In the center of the attack, in the danger, I choose to let the attacker pass or end the attack. The attacker chooses to take the fall or stand down. We both choose. I could win or lose. The attacker could win or lose. That’s bushido, the Way of the Samurai.
I enter the attack, enter what I fear, and let go my fear inside that I’m not good enough. My fear that I would never good enough for Dad when I was 8 years old. Although my fear inside never completely disappears, every time I enter what I fear, I let go more of my fear inside. Under the attack, in the danger, I let go my fear inside that I suck, that I don’t deserve love. I reinvent myself from nothing, from mushin, the empty mind. I let go my fear inside that I’m not good enough over, and over, and over, and over again. I reinvent me. Just train.

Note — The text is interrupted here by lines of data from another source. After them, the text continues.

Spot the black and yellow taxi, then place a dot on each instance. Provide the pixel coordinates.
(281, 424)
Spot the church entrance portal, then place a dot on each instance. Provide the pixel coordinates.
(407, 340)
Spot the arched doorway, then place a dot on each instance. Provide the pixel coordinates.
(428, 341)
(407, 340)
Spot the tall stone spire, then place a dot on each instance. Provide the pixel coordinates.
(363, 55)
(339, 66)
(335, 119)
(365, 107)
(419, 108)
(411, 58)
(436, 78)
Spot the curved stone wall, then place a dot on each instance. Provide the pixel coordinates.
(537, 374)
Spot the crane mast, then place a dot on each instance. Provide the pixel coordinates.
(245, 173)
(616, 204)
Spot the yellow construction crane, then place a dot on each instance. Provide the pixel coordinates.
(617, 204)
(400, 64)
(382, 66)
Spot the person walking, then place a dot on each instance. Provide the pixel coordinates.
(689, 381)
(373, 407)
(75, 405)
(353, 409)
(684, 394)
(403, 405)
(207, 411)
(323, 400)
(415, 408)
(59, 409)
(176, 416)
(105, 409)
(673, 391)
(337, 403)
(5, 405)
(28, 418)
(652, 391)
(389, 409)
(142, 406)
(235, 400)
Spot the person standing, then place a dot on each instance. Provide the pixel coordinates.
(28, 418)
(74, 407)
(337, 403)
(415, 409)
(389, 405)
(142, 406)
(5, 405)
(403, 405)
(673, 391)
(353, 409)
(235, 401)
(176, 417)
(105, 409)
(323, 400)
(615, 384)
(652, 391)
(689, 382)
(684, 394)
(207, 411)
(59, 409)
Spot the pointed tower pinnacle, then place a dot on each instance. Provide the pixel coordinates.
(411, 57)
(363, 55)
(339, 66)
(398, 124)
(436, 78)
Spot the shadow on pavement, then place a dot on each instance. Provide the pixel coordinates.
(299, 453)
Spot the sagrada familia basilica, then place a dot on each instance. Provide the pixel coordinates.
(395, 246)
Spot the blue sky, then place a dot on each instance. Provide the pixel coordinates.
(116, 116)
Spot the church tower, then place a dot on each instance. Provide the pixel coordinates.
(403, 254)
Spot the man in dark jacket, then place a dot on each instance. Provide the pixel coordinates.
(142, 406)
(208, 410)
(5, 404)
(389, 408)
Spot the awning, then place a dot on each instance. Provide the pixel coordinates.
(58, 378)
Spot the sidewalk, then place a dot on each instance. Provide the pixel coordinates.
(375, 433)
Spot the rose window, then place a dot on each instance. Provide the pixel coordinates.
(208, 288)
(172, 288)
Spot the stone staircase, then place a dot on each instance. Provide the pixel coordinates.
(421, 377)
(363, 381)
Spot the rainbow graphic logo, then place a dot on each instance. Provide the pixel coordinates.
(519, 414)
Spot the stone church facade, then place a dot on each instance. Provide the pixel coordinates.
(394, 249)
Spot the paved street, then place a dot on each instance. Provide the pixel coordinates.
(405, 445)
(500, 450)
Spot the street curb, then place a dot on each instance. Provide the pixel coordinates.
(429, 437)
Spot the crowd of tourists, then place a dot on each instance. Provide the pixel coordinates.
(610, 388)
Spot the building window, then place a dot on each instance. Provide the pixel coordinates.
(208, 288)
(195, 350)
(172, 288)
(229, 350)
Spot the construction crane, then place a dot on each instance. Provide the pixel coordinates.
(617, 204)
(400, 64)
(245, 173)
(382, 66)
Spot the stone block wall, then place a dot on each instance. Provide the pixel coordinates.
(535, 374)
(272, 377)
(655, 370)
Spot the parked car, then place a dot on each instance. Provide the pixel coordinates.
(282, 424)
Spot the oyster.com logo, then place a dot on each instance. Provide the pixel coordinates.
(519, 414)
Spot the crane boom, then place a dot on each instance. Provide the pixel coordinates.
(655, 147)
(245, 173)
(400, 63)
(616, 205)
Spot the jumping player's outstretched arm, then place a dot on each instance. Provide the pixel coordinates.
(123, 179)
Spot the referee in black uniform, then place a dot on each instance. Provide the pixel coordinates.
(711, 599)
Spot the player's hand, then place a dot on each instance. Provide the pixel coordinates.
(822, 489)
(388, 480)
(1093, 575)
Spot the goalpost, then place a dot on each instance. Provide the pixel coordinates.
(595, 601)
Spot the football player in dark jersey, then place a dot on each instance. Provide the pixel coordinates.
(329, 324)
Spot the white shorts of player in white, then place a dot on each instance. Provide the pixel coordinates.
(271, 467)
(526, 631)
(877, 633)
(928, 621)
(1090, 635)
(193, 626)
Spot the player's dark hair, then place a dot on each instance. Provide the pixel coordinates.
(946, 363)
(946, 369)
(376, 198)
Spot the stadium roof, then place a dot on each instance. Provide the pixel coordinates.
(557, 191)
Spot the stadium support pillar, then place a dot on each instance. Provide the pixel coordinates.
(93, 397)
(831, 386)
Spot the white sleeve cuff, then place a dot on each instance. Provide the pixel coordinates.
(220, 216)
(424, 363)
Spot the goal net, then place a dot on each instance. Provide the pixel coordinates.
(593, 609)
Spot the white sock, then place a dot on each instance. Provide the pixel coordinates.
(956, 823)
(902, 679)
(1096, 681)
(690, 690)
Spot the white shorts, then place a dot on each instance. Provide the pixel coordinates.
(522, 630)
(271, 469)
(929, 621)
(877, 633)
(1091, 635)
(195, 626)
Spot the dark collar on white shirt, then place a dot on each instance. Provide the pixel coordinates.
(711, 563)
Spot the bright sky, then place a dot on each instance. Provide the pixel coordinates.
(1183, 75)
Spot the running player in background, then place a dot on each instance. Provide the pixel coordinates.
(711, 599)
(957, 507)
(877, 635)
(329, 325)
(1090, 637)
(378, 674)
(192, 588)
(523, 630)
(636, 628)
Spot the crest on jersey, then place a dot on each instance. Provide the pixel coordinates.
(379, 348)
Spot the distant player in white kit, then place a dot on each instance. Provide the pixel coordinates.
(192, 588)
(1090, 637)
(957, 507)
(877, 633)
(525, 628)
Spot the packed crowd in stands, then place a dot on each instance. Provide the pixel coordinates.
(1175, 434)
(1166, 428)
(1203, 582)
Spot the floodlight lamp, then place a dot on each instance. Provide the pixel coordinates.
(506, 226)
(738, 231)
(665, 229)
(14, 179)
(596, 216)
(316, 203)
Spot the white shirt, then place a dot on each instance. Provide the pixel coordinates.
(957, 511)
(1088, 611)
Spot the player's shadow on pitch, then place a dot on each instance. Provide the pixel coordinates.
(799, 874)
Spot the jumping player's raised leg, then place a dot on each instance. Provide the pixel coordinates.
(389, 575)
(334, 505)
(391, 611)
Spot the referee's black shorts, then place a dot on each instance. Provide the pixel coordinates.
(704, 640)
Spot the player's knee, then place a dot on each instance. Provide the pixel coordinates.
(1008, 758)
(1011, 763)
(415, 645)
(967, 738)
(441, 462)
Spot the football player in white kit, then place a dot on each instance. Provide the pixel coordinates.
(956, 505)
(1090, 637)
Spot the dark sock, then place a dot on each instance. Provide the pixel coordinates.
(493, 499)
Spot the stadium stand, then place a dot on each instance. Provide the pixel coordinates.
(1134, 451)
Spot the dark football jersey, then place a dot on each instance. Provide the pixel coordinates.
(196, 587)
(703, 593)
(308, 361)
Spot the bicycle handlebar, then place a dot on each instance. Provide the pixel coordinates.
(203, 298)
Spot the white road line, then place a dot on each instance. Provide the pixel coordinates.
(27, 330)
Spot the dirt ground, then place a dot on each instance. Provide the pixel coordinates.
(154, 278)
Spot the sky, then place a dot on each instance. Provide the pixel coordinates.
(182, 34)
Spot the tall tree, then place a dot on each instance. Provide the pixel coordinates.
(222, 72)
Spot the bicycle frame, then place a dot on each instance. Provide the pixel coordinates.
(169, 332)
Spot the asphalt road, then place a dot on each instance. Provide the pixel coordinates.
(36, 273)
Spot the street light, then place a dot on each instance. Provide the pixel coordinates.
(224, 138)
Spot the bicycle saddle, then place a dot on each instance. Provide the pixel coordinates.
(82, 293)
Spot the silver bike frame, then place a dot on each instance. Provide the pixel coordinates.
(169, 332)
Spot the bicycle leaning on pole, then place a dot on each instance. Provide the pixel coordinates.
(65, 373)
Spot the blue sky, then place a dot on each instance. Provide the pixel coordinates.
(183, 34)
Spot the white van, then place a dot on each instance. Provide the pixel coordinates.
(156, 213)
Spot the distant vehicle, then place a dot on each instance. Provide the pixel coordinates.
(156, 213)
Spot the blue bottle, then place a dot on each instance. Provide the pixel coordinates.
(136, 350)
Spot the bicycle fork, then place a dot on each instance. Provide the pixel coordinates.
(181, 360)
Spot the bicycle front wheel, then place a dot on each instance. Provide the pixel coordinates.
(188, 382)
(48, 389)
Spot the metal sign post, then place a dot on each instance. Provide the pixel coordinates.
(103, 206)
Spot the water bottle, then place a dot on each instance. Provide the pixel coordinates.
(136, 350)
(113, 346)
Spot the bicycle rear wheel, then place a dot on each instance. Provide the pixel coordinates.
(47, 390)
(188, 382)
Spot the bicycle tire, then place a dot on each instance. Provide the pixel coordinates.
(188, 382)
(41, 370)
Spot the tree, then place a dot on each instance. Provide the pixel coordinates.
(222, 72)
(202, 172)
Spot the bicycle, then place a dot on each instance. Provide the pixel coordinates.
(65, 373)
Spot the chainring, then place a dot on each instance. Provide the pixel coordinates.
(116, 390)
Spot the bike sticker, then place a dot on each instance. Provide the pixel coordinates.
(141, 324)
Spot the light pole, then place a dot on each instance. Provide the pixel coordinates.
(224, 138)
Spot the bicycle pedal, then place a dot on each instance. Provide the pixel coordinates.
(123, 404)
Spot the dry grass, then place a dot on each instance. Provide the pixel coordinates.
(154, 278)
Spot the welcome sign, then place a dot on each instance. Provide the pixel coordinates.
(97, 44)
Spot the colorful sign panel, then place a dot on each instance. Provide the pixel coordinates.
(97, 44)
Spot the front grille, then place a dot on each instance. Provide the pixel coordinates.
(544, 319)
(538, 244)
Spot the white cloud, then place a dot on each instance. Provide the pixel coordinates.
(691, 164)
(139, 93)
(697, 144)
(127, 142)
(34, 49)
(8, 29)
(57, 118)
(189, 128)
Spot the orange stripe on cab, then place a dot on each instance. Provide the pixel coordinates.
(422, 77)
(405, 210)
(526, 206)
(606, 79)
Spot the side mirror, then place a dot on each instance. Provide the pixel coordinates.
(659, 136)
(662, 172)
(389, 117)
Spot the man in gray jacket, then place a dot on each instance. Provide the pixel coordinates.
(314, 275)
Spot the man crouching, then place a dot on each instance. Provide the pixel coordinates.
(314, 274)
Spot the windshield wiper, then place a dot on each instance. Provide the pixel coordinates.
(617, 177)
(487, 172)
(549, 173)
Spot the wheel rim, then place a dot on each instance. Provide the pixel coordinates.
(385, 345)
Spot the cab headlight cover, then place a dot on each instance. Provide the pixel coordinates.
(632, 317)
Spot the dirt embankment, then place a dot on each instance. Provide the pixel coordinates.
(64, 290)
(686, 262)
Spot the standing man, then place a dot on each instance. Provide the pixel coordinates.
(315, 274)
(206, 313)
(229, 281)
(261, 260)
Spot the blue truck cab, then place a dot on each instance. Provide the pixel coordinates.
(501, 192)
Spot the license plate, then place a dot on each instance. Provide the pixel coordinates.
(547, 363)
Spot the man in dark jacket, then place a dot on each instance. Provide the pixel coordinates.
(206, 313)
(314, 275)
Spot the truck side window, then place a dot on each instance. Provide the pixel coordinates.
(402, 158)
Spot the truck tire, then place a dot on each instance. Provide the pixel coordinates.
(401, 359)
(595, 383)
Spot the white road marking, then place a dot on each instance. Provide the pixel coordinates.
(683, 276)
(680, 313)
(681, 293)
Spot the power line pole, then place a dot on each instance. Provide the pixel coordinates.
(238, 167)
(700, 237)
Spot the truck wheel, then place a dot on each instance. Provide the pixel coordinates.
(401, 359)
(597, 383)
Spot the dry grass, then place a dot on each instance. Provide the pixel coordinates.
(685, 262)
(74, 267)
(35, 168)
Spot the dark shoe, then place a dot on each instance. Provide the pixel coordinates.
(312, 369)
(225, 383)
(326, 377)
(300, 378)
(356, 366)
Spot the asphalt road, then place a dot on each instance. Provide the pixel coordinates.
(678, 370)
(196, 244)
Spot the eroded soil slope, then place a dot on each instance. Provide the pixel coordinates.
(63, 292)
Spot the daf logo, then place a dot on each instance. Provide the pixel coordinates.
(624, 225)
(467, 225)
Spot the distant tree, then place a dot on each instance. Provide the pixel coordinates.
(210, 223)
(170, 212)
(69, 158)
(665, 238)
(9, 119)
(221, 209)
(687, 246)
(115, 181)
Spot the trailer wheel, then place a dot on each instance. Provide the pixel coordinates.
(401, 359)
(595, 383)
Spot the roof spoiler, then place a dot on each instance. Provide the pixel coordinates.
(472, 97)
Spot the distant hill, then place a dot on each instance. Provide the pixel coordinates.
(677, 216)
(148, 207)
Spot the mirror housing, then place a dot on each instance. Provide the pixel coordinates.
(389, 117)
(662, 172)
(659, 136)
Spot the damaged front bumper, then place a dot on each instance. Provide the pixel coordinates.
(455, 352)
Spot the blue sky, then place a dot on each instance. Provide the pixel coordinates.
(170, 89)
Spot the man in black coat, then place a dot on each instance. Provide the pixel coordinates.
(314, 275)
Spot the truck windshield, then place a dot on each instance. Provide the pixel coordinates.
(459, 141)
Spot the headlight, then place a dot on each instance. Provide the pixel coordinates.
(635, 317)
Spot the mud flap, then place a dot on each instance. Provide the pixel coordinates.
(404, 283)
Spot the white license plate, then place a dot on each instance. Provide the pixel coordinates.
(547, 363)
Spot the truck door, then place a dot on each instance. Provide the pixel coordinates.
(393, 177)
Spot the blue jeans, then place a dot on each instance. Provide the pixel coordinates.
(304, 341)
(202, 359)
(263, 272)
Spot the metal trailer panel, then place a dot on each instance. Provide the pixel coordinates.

Someone used me until she could find a man she loved and have a meaningful relationship. What we all want in life. What we all deserve. Although she was kind, she had no respect for me. I was not meaningful. Still, she was asking for my help. I did my best to help her. I got over myself. This wasn’t about me at all. Her happiness was in the balance, was at risk. I tried to be samurai, tried to be of service.
My fear was truth. I let go my fear inside that I’m not good enough. People always do what they want. That’s the human design. I have nothing to do with what goes on inside someone else. I have a lot to so with what goes on inside me. There is always someone who is better than I am. That’s just life. I love myself for who I am and forgive myself for who I’m not. I work on myself, not on others. That’s all I can do. That’s all that we can do.
On the path to end suffering, I let go my fear inside that I’m not good enough over, and over, and over again. Everything quiet inside me. I’m free to be me. I reinvent me. Just train.